A graça no contorno do abraço

11/05/2018

"Fui a Confins buscar o Igor, produtor de cinema, que, vindo do Rio, coordenaria a gravação do clip do DT, a ser exibido antes do filme "Eu Só Posso Imaginar". Deixei-o na casa do pastor Márcio e saí, mas não antes de receber gratidão, honra e um carinhoso abraço da Ana.
Estacionei o carro em frente de casa e fui a pé buscar o vestido alugado da Gi, no edifício Mariana. Minha caçula iria declamar "O Navio Negreiro, de Castro Alves, no Sarau Literário do Colégio Batista.
No caminho de ida, ao atravessar a passarela sobre a avenida do Contorno, refleti a respeito da essência da adoração. Contrastei a canção do culto de domingo com o texto de João 4, que mostra o Pai encontrando adoradores quando os filhos ousam romper fronteiras relacionais.
A Gi foi esplêndida ao declamar seu texto, pois lindamente falou com segurança e sensibilidade.
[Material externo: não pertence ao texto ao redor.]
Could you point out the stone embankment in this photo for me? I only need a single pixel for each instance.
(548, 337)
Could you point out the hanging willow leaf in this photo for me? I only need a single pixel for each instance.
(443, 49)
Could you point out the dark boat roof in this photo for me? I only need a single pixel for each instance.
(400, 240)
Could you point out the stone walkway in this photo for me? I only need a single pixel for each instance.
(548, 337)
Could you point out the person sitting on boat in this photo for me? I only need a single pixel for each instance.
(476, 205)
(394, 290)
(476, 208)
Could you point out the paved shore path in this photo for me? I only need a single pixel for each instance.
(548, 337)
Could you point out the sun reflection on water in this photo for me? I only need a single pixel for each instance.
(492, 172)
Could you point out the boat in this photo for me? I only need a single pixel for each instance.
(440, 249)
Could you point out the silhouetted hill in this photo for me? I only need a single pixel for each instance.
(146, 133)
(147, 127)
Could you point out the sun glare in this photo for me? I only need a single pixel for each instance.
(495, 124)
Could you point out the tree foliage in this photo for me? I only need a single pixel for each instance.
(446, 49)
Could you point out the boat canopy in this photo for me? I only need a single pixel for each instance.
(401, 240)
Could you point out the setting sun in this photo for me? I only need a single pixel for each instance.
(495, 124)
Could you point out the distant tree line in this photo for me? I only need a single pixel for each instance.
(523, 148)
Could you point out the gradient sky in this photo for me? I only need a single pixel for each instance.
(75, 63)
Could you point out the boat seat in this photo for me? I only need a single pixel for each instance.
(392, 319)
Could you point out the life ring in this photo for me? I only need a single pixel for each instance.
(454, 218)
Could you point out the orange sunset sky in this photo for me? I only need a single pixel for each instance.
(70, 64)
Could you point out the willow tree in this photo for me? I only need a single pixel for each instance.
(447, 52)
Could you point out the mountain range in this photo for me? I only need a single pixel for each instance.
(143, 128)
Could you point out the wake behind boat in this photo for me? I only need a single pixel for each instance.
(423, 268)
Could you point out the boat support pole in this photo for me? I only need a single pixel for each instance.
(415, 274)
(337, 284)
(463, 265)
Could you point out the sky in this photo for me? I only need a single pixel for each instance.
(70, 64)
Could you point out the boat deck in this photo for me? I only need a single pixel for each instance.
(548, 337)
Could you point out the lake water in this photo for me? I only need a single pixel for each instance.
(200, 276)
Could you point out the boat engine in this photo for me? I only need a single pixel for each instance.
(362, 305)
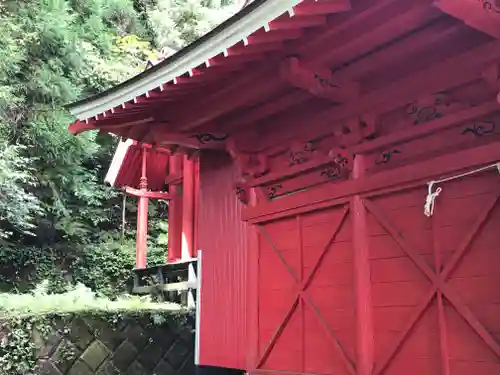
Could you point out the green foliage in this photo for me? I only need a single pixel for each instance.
(58, 221)
(180, 22)
(28, 320)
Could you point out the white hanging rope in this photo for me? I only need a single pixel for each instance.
(433, 194)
No dia seguinte fui devolver o longo vestido verde. Fiz o mesmo percurso, porém, com passos mais lentos. No caminho de volta, ao inciar o trajeto da passarela, uma jovem me pediu cigarro; eu disse que não tinha. Ela então pediu dinheiro para comprá-lo; eu, com tristeza, abri a carteira para dar-lhe. Mas, para meu alívio, não tinha uma nota de dois reais. Fechei a carteira dando-lhe resposta negativa. Foi quando a jovem persistente me pediu dinheiro para tomar café. Novamente abri a carteira para retirar uma nota de cinco reais, mas a que encontrei era de dez. Exitei por uma fração de segundos, mas decidi dar-lhe esse valor mesmo. E nestes segundos de dúvida perguntei-lhe: "o que você tem feito"? Ela achou que eu queria saber de seu trabalho e disse que lidava com reciclagem. Como eu não queria que ela pensasse que minha oferta fosse condicionada a submeter-se à uma entrevista, dei-lhe logo o dinheiro. Ela, surpreendida com o valor, rapidamente me abraçou e abençoou minha vida. Parecia ter familiaridade com palavras de bênçãos; talvez com abraços também. A seguir disse que compraria um marmitex. Eu falei que o dinheiro estava em suas mãos para ela fazer o que quisesse.
Este encontro foi no final da Rua Rio de Janeiro, ao pé da passarela do Contorno, a avenida que abraça a parte planejada da cidade. Foi um encontro inesperado, não planejado. A Fernanda, a ousada abraçadora, com sua casinha improvisada debaixo da passarela, também não foi planejada pela cidade. Belo Horizonte era para ser apenas ordem e progresso. A graça ficaria de fora. Mas o abraço da avenida do Contorno não foi capaz de excluir por muito tempo certas pessoas. Na verdade, o legítimo abraço foi criado para não deixar ninguém de fora da graça, a não ser opte apenas pela ordem e progresso."